The default and most effective mode. Renders an animated blue-noise pattern that exercises OLED sub-pixels subtly over time.

  • Multi-octave sampling for natural-looking patterns
  • Spatially decorrelated across screen regions
  • Time-varying motion prevents the overlay itself from causing burn-in
  • Adjustable speed and scale

Best for: All use cases.

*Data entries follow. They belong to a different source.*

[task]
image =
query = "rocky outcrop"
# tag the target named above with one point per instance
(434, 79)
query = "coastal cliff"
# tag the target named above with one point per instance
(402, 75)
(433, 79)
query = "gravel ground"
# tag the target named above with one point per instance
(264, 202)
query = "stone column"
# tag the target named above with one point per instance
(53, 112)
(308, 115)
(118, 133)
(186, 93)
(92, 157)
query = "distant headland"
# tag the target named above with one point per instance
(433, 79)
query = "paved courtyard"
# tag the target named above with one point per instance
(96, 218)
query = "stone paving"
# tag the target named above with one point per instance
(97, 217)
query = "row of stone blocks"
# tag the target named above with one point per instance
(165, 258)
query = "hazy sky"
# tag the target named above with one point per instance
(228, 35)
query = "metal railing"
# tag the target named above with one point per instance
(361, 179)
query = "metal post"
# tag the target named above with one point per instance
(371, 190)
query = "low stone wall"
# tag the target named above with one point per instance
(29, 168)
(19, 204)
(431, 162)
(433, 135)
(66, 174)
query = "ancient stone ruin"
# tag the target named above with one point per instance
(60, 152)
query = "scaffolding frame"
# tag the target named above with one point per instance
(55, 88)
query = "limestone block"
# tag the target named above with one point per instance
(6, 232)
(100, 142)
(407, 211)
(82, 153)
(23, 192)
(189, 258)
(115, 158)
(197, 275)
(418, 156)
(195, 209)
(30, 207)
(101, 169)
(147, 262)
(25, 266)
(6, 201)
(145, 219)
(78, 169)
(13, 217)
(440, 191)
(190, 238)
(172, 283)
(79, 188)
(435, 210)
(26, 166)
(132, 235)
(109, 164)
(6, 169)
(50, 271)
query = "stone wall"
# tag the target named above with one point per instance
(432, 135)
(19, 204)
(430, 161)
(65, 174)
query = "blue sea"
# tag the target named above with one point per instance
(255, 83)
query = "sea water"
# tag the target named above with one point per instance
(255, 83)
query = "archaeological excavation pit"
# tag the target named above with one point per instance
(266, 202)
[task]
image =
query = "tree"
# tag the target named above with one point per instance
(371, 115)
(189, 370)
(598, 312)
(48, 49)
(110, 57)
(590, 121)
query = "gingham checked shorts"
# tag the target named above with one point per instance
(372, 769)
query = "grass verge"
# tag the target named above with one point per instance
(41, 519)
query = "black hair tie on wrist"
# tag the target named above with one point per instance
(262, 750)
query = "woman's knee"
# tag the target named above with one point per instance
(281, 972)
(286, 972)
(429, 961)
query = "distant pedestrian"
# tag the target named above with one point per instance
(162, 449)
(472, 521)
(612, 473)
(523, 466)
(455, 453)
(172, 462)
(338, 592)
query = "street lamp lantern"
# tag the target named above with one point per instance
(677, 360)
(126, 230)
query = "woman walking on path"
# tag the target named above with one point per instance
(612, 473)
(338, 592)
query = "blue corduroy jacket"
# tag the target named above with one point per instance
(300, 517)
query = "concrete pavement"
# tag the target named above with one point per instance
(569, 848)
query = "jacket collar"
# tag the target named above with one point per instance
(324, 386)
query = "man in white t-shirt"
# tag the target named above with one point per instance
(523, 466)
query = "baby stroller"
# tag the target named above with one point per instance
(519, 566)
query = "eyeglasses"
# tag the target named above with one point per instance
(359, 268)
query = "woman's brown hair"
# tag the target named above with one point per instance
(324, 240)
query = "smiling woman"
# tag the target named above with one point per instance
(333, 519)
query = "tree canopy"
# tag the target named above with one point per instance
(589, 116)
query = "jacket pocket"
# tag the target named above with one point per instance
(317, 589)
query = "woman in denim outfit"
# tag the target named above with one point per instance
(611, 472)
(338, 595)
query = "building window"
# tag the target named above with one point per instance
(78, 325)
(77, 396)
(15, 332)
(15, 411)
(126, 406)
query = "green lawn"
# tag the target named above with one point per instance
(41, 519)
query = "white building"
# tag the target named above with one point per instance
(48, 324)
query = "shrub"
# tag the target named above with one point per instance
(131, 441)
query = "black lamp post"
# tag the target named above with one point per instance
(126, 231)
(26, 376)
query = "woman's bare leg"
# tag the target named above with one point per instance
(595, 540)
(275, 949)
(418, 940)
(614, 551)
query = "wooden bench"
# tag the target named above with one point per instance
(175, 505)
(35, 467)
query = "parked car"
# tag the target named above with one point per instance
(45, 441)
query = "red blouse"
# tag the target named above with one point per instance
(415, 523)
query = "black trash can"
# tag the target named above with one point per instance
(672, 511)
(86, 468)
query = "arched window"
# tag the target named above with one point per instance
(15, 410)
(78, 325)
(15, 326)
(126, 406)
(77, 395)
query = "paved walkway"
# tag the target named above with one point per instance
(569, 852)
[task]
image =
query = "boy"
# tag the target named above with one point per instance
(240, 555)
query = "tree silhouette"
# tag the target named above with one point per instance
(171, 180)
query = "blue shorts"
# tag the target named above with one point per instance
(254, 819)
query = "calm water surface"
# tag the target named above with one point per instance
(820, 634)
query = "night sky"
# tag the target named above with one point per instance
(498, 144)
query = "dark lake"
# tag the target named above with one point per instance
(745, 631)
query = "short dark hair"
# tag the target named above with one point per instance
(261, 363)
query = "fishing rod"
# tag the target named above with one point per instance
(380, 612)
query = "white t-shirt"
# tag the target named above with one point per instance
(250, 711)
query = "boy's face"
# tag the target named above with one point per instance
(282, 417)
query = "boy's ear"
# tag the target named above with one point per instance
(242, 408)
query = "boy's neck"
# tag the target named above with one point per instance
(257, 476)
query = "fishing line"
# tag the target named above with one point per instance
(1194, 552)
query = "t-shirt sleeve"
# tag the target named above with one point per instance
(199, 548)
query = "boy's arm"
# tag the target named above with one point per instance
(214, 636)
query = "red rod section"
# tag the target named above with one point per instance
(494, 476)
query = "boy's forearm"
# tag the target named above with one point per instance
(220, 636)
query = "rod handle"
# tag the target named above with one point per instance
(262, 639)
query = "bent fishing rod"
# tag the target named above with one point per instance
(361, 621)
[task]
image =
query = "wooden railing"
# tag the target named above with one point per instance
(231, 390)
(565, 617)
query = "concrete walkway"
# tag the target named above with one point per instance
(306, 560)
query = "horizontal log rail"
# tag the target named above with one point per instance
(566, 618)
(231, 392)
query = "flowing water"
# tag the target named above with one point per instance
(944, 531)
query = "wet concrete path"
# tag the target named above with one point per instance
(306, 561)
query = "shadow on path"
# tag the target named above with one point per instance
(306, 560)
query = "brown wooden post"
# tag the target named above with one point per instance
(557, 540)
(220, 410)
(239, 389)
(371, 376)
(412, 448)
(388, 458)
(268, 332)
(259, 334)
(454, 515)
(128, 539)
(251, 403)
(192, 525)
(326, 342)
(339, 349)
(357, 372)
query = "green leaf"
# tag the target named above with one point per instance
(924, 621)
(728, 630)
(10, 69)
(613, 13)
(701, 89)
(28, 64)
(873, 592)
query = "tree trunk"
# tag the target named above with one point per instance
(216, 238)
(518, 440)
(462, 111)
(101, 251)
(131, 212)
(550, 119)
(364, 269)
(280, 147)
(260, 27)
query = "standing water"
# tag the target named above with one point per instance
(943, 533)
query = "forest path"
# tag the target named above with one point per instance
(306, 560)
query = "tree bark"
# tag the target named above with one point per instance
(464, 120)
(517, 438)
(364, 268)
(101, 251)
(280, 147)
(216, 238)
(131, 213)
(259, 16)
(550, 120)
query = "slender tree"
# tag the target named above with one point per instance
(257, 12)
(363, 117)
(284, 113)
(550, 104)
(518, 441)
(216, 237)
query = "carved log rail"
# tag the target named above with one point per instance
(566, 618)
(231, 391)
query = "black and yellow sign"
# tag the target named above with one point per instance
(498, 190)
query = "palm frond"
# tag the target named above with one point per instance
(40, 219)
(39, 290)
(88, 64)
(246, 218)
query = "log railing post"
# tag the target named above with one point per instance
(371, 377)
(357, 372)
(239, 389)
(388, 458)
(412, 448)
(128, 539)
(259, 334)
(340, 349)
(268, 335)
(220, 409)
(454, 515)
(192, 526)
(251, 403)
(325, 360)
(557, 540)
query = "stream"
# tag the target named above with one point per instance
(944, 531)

The noise pattern is subtle enough to be nearly invisible at low intensities.

Static

A uniform flat overlay that dims the screen evenly.

  • Simplest mode — applies consistent dimming everywhere
  • No animation or movement
  • Lowest GPU usage

Best for: Simple dimming when you just want to reduce overall brightness.

Pixel Shift

Subtly shifts content by 1-2 pixels in a circular pattern over time.

  • Prevents static content from staying in exactly the same position
  • Very subtle — most users won't notice it
  • Works alongside other modes

Best for: Supplementary protection — combines well with Noise mode.

Dithering

An animated Bayer matrix dithering pattern.

  • Ordered dithering creates a structured overlay
  • Animated to prevent static patterns
  • More visible than Noise but effective at lower intensities

Best for: Users who prefer structured patterns over organic noise.

Automatic Mode

Instead of choosing a fixed mode, Automatic Mode uses a closed-loop feedback controller to adjust protection parameters in real-time based on what's actually on screen.

It monitors:

  • Average brightness — how bright the screen content is
  • Bright pixel ratio — what percentage of pixels are above the risk threshold
  • Average exposure — accumulated burn-in risk across the screen
  • Peak exposure — the worst hotspot on screen
  • High-risk ratio — percentage of pixels in the danger zone

Based on these metrics, it continuously adjusts sensitivity, accumulation speed, recovery speed, and overlay intensity. No manual tuning required.